Dr. Larry Davis
In this episode, Dr. Larry Davis engages in a wide-ranging discussion on race and racism in America. The topics he addresses include his use of cognitive dissonance theory to understand racism and racist behavior. He explores how implicit racism affects all members of American society and defines a concept he refers to as “relative deprivation.” Dr. Davis also explains why multiculturalism is insufficient as the principal method of addressing racism.

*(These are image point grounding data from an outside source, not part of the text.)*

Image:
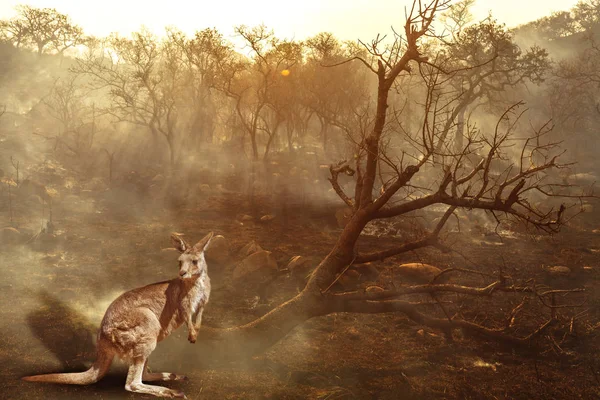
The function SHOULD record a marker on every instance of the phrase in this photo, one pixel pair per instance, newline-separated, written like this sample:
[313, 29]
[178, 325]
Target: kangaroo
[137, 320]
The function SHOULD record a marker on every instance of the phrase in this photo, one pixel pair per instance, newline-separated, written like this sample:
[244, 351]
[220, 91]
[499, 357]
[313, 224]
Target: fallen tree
[475, 177]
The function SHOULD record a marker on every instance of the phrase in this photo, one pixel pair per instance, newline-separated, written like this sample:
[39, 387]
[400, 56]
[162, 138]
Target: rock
[296, 262]
[299, 267]
[35, 199]
[374, 289]
[250, 248]
[218, 250]
[9, 236]
[158, 178]
[353, 333]
[558, 270]
[45, 241]
[418, 273]
[267, 218]
[349, 280]
[96, 185]
[258, 266]
[342, 216]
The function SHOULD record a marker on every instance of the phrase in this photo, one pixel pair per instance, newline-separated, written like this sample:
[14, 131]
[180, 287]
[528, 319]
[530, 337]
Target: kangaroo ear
[179, 243]
[203, 243]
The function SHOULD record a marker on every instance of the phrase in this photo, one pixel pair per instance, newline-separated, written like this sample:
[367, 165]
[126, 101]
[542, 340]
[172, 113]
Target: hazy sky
[347, 19]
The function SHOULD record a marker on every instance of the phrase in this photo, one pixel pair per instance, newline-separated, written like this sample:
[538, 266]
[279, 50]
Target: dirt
[53, 296]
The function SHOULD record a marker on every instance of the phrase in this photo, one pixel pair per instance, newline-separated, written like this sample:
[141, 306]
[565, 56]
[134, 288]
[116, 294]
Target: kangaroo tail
[92, 375]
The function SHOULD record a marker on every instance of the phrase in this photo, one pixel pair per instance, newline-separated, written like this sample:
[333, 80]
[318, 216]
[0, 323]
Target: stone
[558, 270]
[296, 262]
[267, 218]
[299, 268]
[250, 248]
[258, 266]
[418, 273]
[374, 289]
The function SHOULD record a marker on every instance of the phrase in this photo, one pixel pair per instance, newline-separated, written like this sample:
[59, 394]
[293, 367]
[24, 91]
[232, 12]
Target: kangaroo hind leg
[134, 382]
[148, 376]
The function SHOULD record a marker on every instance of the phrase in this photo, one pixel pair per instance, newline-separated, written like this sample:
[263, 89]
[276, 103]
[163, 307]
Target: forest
[412, 216]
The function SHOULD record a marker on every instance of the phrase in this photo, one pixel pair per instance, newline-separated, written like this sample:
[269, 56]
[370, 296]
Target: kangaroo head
[191, 260]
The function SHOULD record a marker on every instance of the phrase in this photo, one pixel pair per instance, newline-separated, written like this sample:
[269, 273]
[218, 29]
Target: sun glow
[348, 20]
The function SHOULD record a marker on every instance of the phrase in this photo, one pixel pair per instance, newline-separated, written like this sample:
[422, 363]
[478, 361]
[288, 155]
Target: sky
[347, 19]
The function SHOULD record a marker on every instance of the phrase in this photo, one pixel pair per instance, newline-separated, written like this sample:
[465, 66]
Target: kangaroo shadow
[65, 332]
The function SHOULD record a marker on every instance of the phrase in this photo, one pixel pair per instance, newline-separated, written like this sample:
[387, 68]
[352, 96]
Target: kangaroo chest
[197, 296]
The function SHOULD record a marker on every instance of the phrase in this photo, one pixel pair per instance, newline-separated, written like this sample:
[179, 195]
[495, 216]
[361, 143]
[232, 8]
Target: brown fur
[137, 320]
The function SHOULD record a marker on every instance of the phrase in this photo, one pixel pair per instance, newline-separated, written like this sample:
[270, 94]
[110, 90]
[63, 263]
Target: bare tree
[45, 29]
[458, 185]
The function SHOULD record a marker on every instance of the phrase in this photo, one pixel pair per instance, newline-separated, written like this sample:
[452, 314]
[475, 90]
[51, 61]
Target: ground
[53, 296]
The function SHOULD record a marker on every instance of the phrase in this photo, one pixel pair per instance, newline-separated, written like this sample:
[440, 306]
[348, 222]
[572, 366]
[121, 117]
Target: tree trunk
[460, 128]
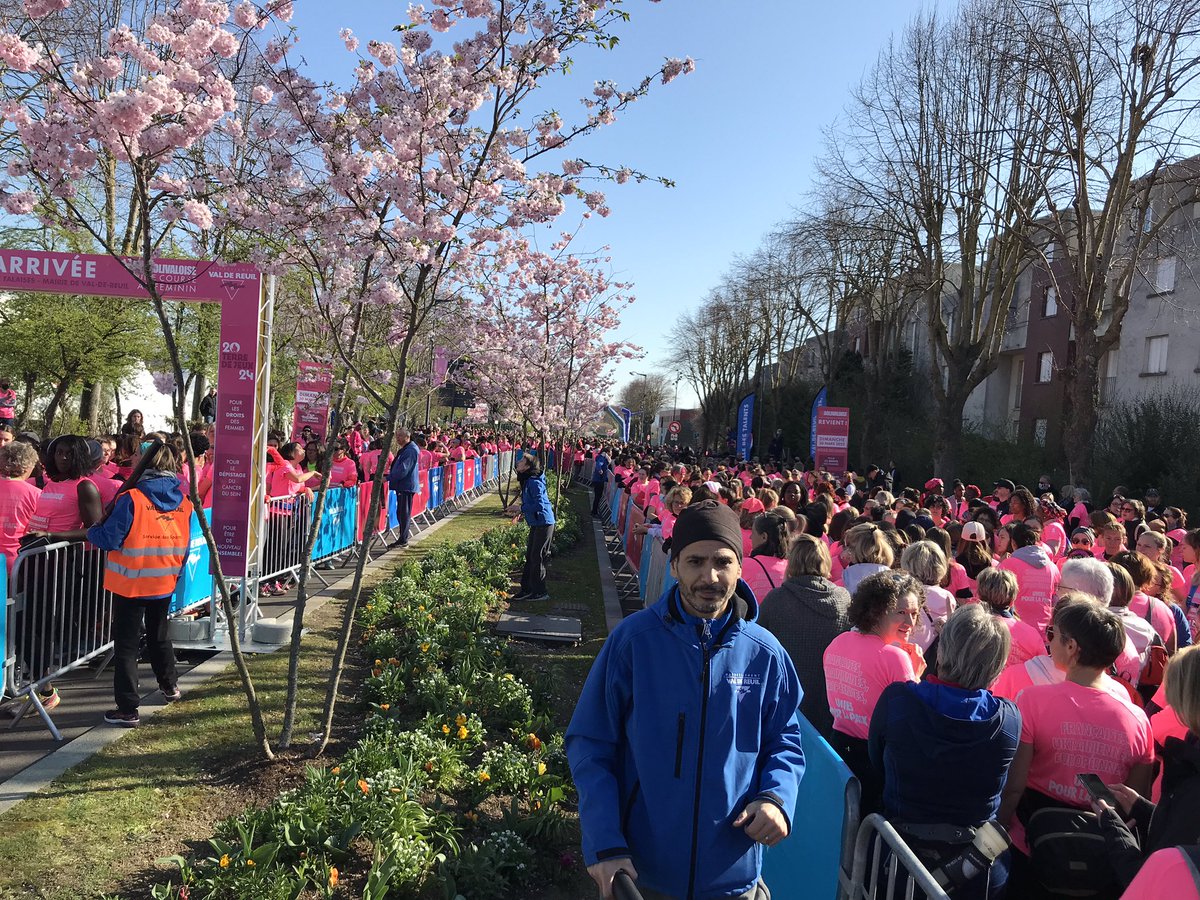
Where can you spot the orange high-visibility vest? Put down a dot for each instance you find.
(148, 564)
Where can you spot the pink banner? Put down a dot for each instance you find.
(238, 288)
(833, 439)
(313, 384)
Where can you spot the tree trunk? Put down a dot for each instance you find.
(52, 408)
(1083, 395)
(948, 429)
(89, 405)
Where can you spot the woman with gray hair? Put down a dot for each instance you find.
(943, 747)
(805, 613)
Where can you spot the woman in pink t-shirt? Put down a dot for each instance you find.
(1077, 726)
(18, 498)
(859, 664)
(1037, 577)
(927, 563)
(997, 592)
(766, 568)
(70, 503)
(343, 473)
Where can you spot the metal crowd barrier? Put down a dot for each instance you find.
(61, 619)
(885, 867)
(55, 615)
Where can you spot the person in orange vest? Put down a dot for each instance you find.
(147, 538)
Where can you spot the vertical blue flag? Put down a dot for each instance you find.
(821, 400)
(745, 426)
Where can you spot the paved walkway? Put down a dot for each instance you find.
(30, 759)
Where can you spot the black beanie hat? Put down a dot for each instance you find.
(707, 521)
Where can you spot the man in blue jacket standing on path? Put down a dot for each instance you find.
(685, 743)
(403, 481)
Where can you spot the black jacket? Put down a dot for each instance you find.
(1175, 821)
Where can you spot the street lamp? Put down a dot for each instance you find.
(646, 425)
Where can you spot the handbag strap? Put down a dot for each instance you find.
(1192, 857)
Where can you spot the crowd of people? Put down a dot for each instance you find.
(1008, 673)
(78, 489)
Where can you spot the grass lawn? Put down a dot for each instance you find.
(101, 826)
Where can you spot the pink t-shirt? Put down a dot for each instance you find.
(763, 574)
(1035, 591)
(18, 499)
(1159, 615)
(1168, 873)
(108, 487)
(58, 508)
(1075, 730)
(343, 473)
(1026, 645)
(857, 670)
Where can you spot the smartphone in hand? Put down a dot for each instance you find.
(1098, 790)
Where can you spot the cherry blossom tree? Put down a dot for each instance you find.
(389, 191)
(127, 141)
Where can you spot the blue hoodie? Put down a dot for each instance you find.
(673, 735)
(161, 489)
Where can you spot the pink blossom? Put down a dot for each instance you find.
(17, 54)
(676, 67)
(198, 214)
(383, 52)
(21, 203)
(245, 15)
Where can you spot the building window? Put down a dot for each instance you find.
(1039, 432)
(1156, 355)
(1018, 382)
(1045, 367)
(1164, 275)
(1050, 303)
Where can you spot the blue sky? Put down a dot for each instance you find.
(739, 136)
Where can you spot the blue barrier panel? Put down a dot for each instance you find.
(643, 570)
(337, 523)
(805, 864)
(435, 477)
(4, 616)
(195, 583)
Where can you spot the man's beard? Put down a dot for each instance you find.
(706, 604)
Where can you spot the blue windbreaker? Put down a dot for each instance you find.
(672, 737)
(535, 502)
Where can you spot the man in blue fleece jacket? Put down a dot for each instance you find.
(685, 743)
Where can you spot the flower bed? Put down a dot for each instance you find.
(457, 783)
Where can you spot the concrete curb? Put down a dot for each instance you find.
(42, 773)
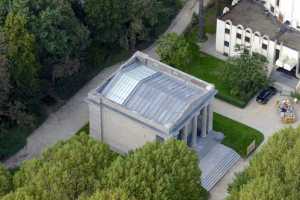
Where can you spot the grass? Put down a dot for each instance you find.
(85, 129)
(211, 20)
(237, 136)
(12, 141)
(210, 69)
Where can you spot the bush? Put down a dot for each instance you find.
(246, 75)
(274, 172)
(5, 181)
(166, 170)
(12, 140)
(83, 168)
(176, 50)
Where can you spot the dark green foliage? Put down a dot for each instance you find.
(158, 171)
(273, 172)
(110, 195)
(85, 169)
(237, 136)
(253, 69)
(50, 48)
(176, 50)
(11, 142)
(66, 171)
(5, 181)
(58, 32)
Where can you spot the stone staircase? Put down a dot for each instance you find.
(216, 163)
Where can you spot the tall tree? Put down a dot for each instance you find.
(201, 21)
(176, 51)
(21, 53)
(58, 32)
(116, 194)
(273, 173)
(66, 171)
(106, 19)
(253, 70)
(158, 171)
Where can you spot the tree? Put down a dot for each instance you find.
(4, 8)
(109, 195)
(158, 171)
(143, 16)
(106, 19)
(245, 75)
(59, 34)
(201, 21)
(66, 171)
(21, 53)
(5, 181)
(176, 50)
(273, 173)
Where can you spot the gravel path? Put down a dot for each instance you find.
(73, 115)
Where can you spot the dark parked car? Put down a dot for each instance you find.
(265, 95)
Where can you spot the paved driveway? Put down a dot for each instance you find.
(262, 117)
(70, 118)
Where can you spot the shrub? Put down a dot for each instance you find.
(5, 181)
(274, 172)
(246, 75)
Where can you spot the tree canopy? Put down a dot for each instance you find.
(50, 48)
(274, 172)
(66, 171)
(83, 168)
(176, 51)
(5, 181)
(158, 171)
(253, 69)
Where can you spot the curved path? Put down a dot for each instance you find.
(73, 115)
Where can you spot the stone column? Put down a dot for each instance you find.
(186, 133)
(204, 122)
(210, 118)
(195, 129)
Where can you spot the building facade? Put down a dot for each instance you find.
(248, 25)
(145, 101)
(285, 11)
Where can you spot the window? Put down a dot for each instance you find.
(246, 51)
(265, 46)
(159, 139)
(226, 43)
(247, 39)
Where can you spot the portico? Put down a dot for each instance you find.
(200, 125)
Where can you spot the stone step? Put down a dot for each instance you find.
(212, 176)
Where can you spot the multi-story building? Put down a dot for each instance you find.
(285, 11)
(249, 24)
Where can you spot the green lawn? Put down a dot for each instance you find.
(237, 136)
(85, 129)
(211, 20)
(210, 69)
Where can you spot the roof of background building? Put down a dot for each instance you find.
(154, 94)
(252, 14)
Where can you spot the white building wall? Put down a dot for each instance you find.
(255, 45)
(288, 9)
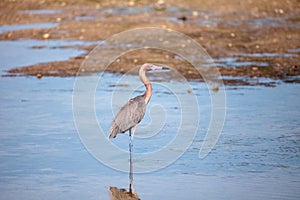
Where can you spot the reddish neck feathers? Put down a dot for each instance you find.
(148, 92)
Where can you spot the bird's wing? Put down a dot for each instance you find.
(129, 115)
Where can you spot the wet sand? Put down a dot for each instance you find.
(253, 38)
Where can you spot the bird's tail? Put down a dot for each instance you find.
(112, 135)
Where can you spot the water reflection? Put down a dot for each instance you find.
(121, 193)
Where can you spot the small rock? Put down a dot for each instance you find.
(39, 76)
(195, 13)
(131, 3)
(46, 36)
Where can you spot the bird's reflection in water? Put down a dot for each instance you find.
(123, 194)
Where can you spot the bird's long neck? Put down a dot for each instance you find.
(147, 84)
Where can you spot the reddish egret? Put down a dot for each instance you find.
(133, 112)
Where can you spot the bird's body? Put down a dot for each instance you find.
(129, 116)
(133, 111)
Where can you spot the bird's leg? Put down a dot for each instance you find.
(130, 162)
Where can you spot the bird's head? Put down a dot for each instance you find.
(150, 67)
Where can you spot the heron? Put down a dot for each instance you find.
(131, 114)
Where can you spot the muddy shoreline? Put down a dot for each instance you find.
(259, 38)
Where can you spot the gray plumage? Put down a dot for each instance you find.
(129, 116)
(133, 111)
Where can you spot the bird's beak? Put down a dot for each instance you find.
(154, 67)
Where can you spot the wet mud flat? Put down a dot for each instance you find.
(248, 41)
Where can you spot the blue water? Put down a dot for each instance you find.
(42, 157)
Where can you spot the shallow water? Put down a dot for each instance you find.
(256, 157)
(19, 53)
(8, 28)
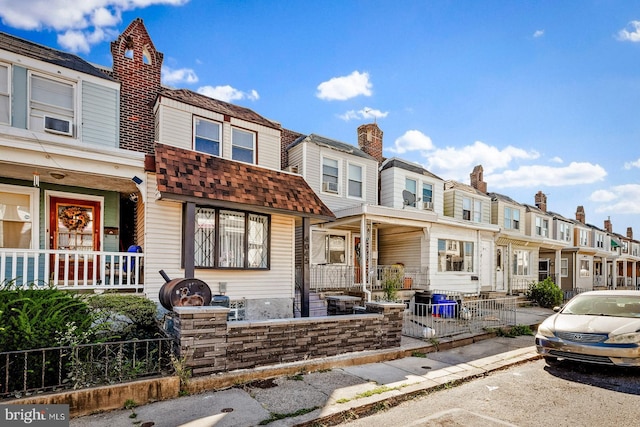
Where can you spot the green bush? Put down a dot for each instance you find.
(546, 293)
(125, 317)
(33, 317)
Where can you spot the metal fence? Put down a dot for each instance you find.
(453, 318)
(26, 372)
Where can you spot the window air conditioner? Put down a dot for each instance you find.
(60, 126)
(330, 187)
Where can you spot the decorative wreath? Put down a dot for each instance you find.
(74, 218)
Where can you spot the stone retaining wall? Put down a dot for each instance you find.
(210, 344)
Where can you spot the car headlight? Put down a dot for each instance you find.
(545, 331)
(629, 338)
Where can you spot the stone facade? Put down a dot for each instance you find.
(211, 345)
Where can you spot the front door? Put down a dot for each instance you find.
(74, 225)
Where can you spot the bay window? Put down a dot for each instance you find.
(231, 239)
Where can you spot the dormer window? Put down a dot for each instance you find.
(207, 136)
(52, 105)
(243, 146)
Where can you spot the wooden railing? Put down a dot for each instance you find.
(72, 269)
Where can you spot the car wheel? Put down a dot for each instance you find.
(551, 361)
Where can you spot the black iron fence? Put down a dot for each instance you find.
(27, 372)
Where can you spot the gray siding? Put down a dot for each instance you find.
(100, 115)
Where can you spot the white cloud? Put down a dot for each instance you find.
(457, 163)
(620, 199)
(631, 33)
(634, 164)
(181, 75)
(227, 93)
(412, 140)
(80, 24)
(363, 114)
(346, 87)
(575, 173)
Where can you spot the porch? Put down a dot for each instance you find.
(73, 270)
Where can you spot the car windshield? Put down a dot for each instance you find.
(604, 305)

Larry E. Davis, PhD, is the Dean of Social Work at the University of Pittsburgh, where he is the Donald M. Henderson Professor and also the director of the Center on Race and Social Problems. He earned his master’s in social work and master’s in psychology from the University of Michigan. He was the first African-American to earn a PhD from the dual-degree program in social work and psychology at the University of Michigan. Having completed field work in one of New York City’s poorest neighborhoods, his academic life has been dedicated to the creation of solution-based dialogues that promote a more racially equitable society. He was the first African-American in any discipline to be awarded tenure at Washington University in St. Louis, where he was a professor of social work and psychology and the holder of the E. Desmond Lee Chair in Ethnic and Racial Diversity. Dr. Davis is the founder and leader of REAP, a consortium of race, ethnicity, and poverty centers from across the United States. He is also the founder and chairman of the editorial board of the Race and Social Problems journal, Springer Publications. Dr. Davis has long been recognized as a leading scholar of the narrative about race in America and its role in social justice. He has written, edited, or co-authored seven books. His latest book, Why Are They Angry With Us: Essays on Race, is his most personal book, touching on themes of racial identity, internalized racism, and the legacy of slavery.